Elsevier

Neurocomputing

Volume 97, 15 November 2012, Pages 251-266
Neurocomputing

A new embedding quality assessment method for manifold learning

https://doi.org/10.1016/j.neucom.2012.05.013Get rights and content

Abstract

Manifold learning is a hot research topic in the field of computer science. A crucial issue with current manifold learning methods is that they lack a natural quantitative measure to assess the quality of learned embeddings, which greatly limits their applications to real-world problems. In this paper, a new embedding quality assessment method for manifold learning, named as normalization independent embedding quality assessment (NIEQA) is proposed. Compared with current assessment methods which are limited to isometric embeddings, the NIEQA method has a much larger application range due to two features. First, it is based on a new measure which can effectively evaluate how well local neighborhood geometry is preserved under normalization, hence it can be applied to both isometric and normalized embeddings. Second, it can provide both local and global evaluations to output an overall assessment. Therefore, NIEQA can serve as a natural tool in model selection and evaluation tasks for manifold learning. Experimental results on benchmark data sets validate the effectiveness of the proposed method.

Introduction

Along with the advance of techniques to collect and store large sets of high-dimensional data, how to efficiently process such data issues a challenge for many fields in computer science, such as pattern recognition, visual understanding and data mining. The key problem is caused by “the curse of dimensionality” [1], that is, in handling with such data the computational complexities of algorithms often go up exponentially with the dimension.

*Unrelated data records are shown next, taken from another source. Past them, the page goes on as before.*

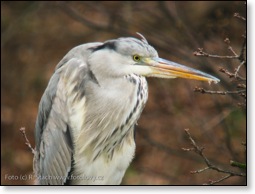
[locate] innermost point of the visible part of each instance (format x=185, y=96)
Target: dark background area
x=36, y=35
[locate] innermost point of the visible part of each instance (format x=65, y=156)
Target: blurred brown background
x=36, y=35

The main approach to address this issue is to perform dimensionality reduction. Classical linear methods, such as principal component analysis (PCA) [2], [3] and multidimensional scaling (MDS) [4], achieve their success under the assumption that data lie in a linear subspace. However, such assumption may not usually hold and a more realistic assumption is that data lie on or close to a low-dimensional manifold embedded in the high-dimensional ambient space. Recently, many methods have been proposed to efficiently find meaningful low-dimensional embeddings from manifold-modeled data, and they form a family of dimensionality reduction methods called manifold learning. Representative methods include locally linear embedding (LLE) [5], [6], ISOMAP [7], [8], Laplacian eigenmap (LE) [9], [10], Hessian LLE (HLLE) [11], diffusion maps (DM) [12], [13], local tangent space alignment (LTSA) [14], maximum variance unfolding (MVU) [15], and Riemannian manifold learning (RML) [16].

Manifold learning methods have drawn great research interests due to their nonlinear nature, simple intuition, and computational simplicity. They also have many successful applications, such as motion detection [17], sample preprocessing [18], gait analysis [19], facial expression recognition [20], hyperspectral imagery processing [21], and visual tracking [22].

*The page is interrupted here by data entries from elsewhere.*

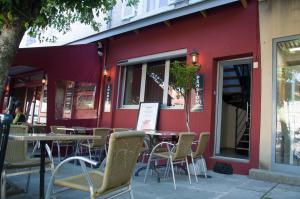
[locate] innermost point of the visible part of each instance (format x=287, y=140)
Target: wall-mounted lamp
x=106, y=74
x=44, y=80
x=194, y=54
x=7, y=88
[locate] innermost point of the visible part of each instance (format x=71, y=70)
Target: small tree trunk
x=187, y=112
x=10, y=38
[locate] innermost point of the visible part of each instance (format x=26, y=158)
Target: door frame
x=284, y=168
x=219, y=99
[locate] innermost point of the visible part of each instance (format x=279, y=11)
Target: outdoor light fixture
x=194, y=54
x=106, y=74
x=44, y=80
x=294, y=49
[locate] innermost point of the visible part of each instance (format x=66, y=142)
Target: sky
x=77, y=31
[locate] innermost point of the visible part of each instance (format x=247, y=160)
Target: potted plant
x=184, y=77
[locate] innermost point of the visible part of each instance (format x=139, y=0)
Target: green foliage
x=183, y=77
x=38, y=15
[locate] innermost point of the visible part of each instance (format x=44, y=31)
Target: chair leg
x=28, y=182
x=194, y=168
x=58, y=151
x=173, y=174
x=188, y=170
x=131, y=194
x=204, y=166
x=3, y=185
x=148, y=166
x=167, y=169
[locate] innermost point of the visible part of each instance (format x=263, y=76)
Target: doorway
x=233, y=108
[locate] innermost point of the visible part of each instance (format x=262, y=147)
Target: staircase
x=236, y=91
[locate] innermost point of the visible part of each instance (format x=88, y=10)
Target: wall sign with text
x=197, y=95
x=107, y=98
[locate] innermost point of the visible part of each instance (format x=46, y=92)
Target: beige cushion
x=34, y=162
x=79, y=182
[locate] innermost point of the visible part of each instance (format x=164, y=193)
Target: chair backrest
x=184, y=145
x=103, y=132
x=54, y=129
x=39, y=128
x=203, y=140
x=120, y=130
x=79, y=130
x=16, y=151
x=123, y=152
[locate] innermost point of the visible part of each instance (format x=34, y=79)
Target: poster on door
x=197, y=94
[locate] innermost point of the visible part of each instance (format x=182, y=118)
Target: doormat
x=12, y=189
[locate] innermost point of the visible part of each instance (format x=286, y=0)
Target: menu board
x=44, y=100
x=147, y=117
x=68, y=102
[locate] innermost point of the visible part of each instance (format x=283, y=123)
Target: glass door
x=286, y=95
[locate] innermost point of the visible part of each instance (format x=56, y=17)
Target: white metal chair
x=175, y=154
x=17, y=161
x=123, y=151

Despite the above success, a crucial issue with current manifold learning methods is that they lack a natural measure to assess the quality of learned embeddings. In supervised learning tasks such as classification, the classification rate can be directly obtained through label information and used as a natural tool to evaluate the performance of the classifier. However, manifold learning methods are fully unsupervised and the intrinsic degrees of freedom underlying high-dimensional data are unknown. Therefore, after training process, we cannot directly assess the quality of a learned embedding. As a consequence, model selection and model evaluation are infeasible. Although visual inspection on the embedding may be an intuitive and qualitative assessment, it cannot provide a quantitative evaluation. Moreover, it cannot be used for embeddings whose dimensions are larger than three.

Recently, several approaches have been proposed to address the issue of embedding quality assessment for manifold learning, which can be cast into two categories by their motivations.

  • Methods based on evaluating how well the rank of neighbor samples, according to pairwise Euclidean distances, is preserved within each local neighborhood.

  • Methods based on evaluating how well each local neighborhood matches its corresponding embedding under rigid motion or conformal mapping.

These methods are proved to be useful to isometric manifold learning methods, such as ISOMAP, MVU and RML. However, a large variety of manifold learning methods output normalized embeddings, such as LLE, HLLE, LE, and LTSA, just to name a few. In these methods, embeddings have unit variance up to a global scale factor. Then the distance rank of neighbor samples is disturbed in the embedding as pairwise Euclidean distances are no longer preserved. Meanwhile, anisotropic coordinate scaling (that is, separate scaling along each coordinate component) caused by normalization cannot be recovered by rigid motion or conformal mapping. As a consequence, existent methods would report false quality assessments for normalized embeddings.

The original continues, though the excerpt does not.